Правда, по разным причинам. Осри под влиянием разговора с Брендоном вспомнил утонченную Ваннис Сефи-Картано, с улыбчивой грацией переходящей от одной группы к другой на каждом светском сборище. Многие, с которыми она беседовала, были членами Малого Совета и прочими высокопоставленными лицами.
Человека, чья решимость спасти Пожирателя Солнц была самой сильной, в группе Уилсонс не было. Казалось, что отца Осри окружает пузырь того самого вакуума, который простирался за дипластовым куполом. С ним были только Изабет, его старший техник, Верховная Фанесса Элоатри и еще несколько человек. Осри хотелось присоединиться к ним, но он не мог это сделать без разрешения верховного адмирала.
Глаза отца слегка расширились, и Осри увидел, что из шахты поднимается Панарх. Марго Нг поклонилась согласно обстановке.

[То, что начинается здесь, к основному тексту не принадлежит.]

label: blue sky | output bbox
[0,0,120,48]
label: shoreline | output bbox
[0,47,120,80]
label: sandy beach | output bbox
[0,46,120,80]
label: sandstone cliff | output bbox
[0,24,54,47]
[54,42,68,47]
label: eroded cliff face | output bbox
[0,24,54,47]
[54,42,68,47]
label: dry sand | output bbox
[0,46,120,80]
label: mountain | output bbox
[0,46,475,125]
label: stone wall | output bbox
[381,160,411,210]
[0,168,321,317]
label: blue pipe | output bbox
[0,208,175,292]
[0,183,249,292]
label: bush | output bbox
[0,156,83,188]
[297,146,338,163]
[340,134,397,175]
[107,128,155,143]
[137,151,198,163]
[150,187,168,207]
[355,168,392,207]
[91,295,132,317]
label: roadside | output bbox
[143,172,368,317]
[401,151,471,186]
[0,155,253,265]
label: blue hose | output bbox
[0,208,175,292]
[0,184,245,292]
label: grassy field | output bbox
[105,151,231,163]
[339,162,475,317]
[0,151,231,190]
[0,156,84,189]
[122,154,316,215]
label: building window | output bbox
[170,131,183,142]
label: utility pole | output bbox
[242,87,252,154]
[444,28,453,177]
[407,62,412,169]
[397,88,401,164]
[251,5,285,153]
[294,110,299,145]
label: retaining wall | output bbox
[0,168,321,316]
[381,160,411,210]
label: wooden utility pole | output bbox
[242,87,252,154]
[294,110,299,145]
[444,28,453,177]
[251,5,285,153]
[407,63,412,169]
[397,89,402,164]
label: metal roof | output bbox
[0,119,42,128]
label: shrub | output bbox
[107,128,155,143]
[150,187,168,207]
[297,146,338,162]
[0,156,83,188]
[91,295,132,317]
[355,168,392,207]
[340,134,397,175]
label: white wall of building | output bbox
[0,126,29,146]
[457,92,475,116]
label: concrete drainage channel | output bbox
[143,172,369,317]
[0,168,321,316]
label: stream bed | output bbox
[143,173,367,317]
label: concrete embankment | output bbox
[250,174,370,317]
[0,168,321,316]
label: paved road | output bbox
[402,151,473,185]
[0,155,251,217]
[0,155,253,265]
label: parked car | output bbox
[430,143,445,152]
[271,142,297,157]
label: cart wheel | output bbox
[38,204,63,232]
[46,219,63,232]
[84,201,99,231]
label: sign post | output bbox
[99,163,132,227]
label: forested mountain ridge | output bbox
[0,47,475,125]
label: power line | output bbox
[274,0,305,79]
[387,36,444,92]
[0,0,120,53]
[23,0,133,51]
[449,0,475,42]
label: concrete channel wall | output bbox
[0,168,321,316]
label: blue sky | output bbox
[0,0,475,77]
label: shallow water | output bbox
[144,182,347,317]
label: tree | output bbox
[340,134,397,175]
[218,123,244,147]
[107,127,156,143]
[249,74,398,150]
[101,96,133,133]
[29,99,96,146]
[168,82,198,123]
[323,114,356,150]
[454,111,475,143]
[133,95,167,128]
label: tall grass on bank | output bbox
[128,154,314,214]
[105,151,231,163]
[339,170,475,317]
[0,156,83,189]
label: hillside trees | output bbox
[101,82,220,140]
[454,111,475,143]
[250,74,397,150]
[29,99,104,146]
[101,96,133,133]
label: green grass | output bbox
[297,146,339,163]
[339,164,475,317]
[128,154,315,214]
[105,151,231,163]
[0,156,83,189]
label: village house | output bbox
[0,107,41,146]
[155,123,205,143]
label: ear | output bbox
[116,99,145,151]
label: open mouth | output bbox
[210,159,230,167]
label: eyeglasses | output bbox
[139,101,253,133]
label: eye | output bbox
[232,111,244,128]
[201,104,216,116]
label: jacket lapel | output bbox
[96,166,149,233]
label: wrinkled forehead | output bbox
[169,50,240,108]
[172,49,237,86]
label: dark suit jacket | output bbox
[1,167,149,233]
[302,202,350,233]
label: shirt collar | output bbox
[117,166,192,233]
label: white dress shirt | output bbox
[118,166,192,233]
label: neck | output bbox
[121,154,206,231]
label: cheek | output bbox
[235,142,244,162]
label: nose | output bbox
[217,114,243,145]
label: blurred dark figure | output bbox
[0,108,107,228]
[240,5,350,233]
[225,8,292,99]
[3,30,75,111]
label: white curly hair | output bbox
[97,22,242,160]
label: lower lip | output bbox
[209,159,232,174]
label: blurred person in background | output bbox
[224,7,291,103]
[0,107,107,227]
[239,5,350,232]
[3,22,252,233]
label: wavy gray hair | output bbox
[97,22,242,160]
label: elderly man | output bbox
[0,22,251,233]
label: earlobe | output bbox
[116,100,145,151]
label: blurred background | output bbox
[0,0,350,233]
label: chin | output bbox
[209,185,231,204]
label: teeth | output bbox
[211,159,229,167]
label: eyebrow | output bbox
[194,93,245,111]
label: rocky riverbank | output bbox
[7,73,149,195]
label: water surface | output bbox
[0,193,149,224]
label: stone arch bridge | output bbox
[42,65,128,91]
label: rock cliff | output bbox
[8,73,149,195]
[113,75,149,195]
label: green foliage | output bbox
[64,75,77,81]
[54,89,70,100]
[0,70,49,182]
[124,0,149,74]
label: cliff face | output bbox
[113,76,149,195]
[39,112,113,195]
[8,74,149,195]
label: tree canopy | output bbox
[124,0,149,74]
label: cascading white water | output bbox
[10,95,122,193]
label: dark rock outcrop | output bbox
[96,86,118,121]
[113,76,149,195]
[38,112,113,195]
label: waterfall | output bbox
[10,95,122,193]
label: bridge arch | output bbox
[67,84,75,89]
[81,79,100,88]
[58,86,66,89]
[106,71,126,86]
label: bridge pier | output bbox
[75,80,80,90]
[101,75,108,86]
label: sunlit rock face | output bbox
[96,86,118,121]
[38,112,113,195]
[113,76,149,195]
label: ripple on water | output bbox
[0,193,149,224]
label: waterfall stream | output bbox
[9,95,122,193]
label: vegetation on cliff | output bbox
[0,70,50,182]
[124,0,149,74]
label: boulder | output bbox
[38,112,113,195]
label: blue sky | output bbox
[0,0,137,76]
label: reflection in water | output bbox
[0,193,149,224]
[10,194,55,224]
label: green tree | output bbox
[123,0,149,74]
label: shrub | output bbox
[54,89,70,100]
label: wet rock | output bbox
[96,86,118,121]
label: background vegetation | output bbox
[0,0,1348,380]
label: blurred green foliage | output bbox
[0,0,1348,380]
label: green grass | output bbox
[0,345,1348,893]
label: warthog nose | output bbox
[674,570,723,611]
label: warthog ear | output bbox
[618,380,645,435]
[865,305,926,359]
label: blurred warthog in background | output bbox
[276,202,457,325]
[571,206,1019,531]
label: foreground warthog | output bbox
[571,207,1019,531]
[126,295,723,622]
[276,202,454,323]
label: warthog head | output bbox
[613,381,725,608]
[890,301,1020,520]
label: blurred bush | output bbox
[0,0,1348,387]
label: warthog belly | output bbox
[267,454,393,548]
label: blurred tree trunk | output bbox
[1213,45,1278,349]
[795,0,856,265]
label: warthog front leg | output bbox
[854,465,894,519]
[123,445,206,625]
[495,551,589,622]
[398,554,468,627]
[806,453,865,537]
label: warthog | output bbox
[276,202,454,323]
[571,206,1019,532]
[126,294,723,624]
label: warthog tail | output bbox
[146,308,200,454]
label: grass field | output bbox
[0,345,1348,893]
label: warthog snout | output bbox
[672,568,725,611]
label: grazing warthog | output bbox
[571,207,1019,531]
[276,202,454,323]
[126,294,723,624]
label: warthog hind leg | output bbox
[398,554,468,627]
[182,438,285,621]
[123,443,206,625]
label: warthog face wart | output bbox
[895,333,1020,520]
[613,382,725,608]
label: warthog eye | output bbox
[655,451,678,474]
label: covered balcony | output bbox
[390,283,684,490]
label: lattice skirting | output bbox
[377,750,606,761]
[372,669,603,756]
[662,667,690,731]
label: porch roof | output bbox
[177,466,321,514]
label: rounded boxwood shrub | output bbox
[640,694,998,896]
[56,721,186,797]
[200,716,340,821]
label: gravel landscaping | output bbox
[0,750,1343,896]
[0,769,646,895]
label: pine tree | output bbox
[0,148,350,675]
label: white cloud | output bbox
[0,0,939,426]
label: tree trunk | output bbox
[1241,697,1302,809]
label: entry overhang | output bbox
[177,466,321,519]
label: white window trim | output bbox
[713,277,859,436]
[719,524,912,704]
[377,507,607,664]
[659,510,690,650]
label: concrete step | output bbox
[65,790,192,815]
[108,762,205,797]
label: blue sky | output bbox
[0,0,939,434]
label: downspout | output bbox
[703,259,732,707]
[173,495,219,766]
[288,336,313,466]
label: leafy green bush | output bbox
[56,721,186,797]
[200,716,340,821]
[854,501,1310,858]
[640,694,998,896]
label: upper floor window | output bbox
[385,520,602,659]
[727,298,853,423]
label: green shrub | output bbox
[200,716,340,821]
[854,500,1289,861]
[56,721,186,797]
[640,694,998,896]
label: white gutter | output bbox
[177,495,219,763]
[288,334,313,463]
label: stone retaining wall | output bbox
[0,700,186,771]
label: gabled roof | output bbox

Звездная Палата считается мостиком Ареса, и капитан здесь она, так же как и на «Грозном», Осри четко отсалютовал, и Брендон в ответ наклонил голову, юмористически приподняв уголок рта.
Он встречается с флотскими на их территории и наслаждается предстоящей схваткой. Теперь Осри понял причину своего присутствия здесь — и верховный адмирал тоже поняла. Только так Панарх может показать, какой вариант действий предпочитает. Это предполагает наличие между Нг и Брендоном понимания, о котором Осри не подозревал. Что, в свою очередь, дает понять, насколько он сложен, человек, некогда столь презираемый Осри, а теперь ставший его другом и сюзереном.
У него столько же граней, сколько людей в его жизни. Это-то больше всего и удручало Осри в его дулусском наследии. Так легко распасться на части и забыть о реальности за многочисленными ролями.
Но теперь Осри знал, что Брендон — истинный Аркад, равный по масштабу всем испытаниям, в тысячелетнем противостоянии которым сформировалась его династия. Официальный белый костюм правителя, носящего траур, лишь подчеркивает его обаяние, не оставлявшее его и тогда, когда он в потрепанном комбинезоне драил рифтерские двигатели.
Брендон ничего не говорил и не двигался с места.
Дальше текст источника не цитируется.